Though the National Democratic Alliance has returned to power, the relationship within its constituents continues to remain somewhat tense. A faction of the BJP does not want Nitish Kumar to be once again given the opportunity to be named chief minister. For them it sounds somewhat abrupt and unnatural for a leader of a much smaller and weak party to hold this post. Two days after the election result, Union Minister and a senior BJP leader from Bihar, Giriraj Singh, in an exclusive interview to a television channel, reminded Nitish that RJD has emerged so stronger simply because of the mistake committed by him in 2015 when the latter became the Grand Alliance chief minister.

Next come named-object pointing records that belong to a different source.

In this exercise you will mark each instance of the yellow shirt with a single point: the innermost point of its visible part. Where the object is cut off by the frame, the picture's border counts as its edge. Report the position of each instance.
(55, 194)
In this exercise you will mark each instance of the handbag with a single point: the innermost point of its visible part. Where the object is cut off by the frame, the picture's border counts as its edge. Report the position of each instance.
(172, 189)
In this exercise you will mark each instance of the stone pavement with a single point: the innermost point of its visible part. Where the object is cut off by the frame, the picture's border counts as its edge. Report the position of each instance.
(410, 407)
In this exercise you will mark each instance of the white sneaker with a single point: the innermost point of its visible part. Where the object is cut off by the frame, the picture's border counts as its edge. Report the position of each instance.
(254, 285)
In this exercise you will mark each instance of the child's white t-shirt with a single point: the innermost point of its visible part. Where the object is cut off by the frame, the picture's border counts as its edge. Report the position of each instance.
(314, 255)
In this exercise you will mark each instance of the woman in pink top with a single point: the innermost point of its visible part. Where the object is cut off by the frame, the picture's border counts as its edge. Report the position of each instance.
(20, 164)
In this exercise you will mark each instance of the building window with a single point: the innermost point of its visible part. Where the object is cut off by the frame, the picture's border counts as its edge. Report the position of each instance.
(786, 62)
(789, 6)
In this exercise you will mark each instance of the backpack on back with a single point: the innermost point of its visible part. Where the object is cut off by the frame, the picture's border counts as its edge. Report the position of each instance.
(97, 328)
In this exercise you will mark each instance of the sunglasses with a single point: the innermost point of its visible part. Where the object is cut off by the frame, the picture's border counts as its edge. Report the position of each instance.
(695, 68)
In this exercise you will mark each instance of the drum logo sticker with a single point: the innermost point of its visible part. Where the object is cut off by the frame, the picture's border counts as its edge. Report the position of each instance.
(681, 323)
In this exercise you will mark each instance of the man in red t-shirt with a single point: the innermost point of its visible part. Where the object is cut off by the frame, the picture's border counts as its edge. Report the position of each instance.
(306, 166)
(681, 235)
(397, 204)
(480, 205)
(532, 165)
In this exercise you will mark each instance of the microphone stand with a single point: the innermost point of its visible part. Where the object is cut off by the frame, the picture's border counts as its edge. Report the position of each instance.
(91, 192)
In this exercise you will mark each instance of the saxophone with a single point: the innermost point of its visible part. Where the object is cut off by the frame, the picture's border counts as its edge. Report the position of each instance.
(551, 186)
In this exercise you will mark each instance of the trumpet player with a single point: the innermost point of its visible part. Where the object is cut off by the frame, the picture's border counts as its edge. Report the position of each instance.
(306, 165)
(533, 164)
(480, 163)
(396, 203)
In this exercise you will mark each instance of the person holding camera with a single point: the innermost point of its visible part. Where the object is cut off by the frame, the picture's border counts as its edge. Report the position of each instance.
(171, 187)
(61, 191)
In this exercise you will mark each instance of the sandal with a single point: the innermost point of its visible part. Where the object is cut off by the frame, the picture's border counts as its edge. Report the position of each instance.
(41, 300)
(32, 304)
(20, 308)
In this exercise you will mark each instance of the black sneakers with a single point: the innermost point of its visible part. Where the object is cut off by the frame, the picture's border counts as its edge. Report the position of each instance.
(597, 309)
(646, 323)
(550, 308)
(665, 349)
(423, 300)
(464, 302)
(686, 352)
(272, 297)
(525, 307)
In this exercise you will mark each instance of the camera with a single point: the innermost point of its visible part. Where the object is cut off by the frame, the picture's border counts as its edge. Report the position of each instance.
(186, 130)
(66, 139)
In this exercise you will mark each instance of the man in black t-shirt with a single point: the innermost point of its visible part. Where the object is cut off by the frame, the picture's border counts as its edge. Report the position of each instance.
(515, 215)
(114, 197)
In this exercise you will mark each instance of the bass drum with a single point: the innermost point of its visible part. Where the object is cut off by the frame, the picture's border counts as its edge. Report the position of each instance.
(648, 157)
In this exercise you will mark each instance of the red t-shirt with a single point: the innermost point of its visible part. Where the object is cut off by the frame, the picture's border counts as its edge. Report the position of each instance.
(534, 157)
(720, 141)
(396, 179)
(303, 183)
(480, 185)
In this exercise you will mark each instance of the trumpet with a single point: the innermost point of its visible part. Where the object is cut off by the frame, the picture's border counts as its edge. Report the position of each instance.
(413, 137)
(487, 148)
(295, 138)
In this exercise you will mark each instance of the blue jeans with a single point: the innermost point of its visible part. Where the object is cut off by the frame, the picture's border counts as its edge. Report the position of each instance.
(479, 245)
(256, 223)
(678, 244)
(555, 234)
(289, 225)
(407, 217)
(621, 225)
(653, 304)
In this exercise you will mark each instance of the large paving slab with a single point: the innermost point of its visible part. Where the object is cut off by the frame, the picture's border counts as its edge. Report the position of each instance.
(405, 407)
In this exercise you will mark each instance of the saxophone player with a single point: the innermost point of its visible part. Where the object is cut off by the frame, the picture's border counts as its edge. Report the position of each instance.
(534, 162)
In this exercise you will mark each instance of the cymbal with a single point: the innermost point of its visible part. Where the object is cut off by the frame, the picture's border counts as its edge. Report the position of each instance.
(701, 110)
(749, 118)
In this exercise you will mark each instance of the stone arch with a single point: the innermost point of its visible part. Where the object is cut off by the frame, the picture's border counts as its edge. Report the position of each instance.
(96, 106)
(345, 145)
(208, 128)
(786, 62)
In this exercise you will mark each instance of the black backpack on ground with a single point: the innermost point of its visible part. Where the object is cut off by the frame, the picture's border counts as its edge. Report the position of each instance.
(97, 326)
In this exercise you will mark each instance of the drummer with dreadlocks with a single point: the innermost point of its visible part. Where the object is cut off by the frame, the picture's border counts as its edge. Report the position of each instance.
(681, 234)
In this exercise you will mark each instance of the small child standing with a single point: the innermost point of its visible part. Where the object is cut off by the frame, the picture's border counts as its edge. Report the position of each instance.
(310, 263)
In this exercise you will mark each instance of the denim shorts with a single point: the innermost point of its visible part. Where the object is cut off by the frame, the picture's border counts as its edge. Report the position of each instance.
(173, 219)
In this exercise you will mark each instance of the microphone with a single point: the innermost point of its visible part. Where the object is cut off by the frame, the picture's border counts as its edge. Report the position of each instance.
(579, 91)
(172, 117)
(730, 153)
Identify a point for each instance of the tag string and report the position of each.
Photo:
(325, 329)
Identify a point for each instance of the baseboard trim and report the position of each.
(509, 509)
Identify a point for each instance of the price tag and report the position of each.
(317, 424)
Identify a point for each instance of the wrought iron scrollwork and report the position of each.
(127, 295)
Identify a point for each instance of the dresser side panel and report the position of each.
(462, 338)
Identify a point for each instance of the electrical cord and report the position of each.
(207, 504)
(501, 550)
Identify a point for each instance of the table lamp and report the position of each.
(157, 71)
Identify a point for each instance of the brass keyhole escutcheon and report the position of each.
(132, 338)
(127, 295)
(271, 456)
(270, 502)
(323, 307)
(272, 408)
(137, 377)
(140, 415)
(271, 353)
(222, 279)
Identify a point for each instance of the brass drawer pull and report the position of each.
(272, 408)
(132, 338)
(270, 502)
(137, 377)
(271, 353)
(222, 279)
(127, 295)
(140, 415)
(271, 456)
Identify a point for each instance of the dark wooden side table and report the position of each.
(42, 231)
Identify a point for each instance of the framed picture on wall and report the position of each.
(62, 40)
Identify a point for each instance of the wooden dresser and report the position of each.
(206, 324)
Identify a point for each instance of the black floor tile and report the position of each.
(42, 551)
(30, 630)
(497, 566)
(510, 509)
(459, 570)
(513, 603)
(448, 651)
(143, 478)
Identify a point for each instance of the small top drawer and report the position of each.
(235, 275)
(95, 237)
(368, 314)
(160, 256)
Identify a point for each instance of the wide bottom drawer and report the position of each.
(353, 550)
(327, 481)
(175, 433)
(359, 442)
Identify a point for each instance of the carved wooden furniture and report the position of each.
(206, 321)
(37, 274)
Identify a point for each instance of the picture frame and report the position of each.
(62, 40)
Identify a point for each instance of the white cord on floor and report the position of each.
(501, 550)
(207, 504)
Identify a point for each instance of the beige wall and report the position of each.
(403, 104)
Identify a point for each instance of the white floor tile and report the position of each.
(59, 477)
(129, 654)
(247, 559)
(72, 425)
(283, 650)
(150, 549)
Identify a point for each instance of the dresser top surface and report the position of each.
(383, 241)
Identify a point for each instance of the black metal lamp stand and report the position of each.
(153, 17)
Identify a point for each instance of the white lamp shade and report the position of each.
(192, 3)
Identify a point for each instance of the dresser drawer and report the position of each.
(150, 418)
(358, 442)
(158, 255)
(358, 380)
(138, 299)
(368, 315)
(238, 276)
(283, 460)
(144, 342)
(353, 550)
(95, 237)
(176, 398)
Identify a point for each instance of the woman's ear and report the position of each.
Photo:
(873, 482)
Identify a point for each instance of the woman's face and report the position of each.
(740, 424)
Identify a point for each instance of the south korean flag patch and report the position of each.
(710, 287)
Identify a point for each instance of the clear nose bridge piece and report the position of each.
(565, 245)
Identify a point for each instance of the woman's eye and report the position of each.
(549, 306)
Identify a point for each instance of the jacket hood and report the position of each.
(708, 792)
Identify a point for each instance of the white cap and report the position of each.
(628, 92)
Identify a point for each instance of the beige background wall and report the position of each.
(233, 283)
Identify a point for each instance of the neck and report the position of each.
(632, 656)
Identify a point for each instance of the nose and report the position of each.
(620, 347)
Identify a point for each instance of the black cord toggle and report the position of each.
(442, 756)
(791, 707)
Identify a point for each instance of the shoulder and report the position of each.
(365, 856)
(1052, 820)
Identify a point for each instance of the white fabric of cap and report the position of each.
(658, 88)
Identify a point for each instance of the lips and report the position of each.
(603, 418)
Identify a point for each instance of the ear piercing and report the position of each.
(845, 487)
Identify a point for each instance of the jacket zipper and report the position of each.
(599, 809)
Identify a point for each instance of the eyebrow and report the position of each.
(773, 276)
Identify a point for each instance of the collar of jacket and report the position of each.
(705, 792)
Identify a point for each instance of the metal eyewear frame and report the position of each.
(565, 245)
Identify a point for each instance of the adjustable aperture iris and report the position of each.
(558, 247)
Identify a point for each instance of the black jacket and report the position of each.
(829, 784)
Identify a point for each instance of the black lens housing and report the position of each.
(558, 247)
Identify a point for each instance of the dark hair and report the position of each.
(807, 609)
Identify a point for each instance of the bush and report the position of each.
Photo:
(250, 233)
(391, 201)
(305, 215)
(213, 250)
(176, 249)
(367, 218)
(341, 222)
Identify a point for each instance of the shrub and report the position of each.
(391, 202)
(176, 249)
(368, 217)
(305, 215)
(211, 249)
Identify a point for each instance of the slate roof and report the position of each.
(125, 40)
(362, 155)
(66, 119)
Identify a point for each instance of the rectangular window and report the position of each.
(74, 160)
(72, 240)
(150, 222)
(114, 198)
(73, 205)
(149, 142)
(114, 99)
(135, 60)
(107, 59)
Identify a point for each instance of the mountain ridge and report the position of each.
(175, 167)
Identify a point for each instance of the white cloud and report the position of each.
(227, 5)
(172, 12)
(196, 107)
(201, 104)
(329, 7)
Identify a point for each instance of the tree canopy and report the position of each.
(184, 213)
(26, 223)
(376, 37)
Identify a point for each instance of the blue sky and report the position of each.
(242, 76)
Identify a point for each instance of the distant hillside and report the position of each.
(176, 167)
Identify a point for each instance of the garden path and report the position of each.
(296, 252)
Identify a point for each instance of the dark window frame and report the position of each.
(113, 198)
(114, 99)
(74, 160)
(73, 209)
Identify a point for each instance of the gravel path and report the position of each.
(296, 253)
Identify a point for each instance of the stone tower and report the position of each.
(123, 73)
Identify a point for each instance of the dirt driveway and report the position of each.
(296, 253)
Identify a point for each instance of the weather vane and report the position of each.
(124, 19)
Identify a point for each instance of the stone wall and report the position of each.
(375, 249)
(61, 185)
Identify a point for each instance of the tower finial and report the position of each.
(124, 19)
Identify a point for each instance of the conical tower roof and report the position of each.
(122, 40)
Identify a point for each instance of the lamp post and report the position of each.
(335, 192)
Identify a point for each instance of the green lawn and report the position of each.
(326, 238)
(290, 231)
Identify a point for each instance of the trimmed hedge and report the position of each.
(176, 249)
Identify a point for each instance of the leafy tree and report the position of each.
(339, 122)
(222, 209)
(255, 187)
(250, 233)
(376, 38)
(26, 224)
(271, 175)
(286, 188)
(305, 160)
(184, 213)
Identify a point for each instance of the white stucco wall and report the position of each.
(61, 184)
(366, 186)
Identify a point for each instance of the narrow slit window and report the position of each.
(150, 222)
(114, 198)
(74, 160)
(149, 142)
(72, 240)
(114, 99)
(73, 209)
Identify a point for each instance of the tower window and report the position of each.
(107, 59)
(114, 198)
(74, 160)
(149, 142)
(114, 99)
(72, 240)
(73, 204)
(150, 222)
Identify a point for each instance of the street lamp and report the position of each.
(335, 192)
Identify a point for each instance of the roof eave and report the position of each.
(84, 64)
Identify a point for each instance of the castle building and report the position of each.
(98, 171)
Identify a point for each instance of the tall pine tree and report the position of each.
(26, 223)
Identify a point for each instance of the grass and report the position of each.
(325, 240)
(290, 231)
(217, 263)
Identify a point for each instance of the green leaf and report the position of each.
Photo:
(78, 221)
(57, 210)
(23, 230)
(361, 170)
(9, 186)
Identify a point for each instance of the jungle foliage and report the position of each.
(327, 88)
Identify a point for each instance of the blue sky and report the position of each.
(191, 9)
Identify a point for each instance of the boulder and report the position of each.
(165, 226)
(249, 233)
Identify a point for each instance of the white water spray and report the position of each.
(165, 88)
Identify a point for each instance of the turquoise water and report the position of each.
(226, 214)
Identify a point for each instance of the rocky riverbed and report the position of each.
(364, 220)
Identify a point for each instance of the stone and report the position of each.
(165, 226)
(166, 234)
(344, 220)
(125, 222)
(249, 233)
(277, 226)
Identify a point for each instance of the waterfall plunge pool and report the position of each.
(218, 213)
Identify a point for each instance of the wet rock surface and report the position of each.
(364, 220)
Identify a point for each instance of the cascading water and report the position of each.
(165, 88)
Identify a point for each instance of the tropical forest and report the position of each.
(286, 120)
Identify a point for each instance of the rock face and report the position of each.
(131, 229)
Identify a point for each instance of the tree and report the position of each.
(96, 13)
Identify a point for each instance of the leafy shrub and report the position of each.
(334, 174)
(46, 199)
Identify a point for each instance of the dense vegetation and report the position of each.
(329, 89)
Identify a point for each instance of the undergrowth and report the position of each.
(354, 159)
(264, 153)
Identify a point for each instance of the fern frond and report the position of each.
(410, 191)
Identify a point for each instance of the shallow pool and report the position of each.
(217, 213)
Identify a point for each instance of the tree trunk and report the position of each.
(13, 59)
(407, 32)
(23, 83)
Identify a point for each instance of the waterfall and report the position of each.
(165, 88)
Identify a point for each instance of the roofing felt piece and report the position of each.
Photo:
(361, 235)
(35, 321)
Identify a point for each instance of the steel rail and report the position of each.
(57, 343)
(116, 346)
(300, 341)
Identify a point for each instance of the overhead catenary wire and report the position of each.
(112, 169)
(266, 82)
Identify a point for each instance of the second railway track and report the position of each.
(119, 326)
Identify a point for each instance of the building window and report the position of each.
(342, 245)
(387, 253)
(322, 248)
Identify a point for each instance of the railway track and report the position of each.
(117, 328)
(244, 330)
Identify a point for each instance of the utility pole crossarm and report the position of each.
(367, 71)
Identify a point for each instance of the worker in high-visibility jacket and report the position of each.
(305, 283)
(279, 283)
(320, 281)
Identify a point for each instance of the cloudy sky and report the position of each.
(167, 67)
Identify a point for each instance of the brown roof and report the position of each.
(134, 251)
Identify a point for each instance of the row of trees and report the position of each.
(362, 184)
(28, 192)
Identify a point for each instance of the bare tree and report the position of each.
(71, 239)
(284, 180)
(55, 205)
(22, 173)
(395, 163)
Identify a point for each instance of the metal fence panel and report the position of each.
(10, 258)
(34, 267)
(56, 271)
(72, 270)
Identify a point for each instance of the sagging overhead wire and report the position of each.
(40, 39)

Giriraj said that he does not approve of what the Lok Janshakti Party did in the election yet he added that he is neither’ soft’ nor ‘hard’ towards its president Chirag Paswan.

Giriraj’s refusal to use strong words against Chirag is in total contrast to Nitish’s stand of complete dissociation with him by the BJP.

It was alleged that Chirag was used by a faction within the BJP to put up candidates in all the 115 seats where the Janata Dal (United) was contesting election. The move was aimed at weakening Nitish.

As the LJP’s move certainly damaged the poll prospect of Nitish’s party, the relationship between the two major constituents of the NDA further deteriorated, though at the surface level everything appears to be all right.

In the near future the process of forming government and running the state may go on smoothly but anything can happen in the months to come.

If chief minister Nitish Kumar’s announcement in Dhamdaha in Purnea on November 5 that this is his last election is taken seriously then the search within the BJP to groom a chief ministerial face of its own has certainly started.

So, by then the story of the Janata Dal (United) would be virtually over. The NDA would thus become synonym to the BJP and JDU, if it survives further, may have to play just the second fiddle.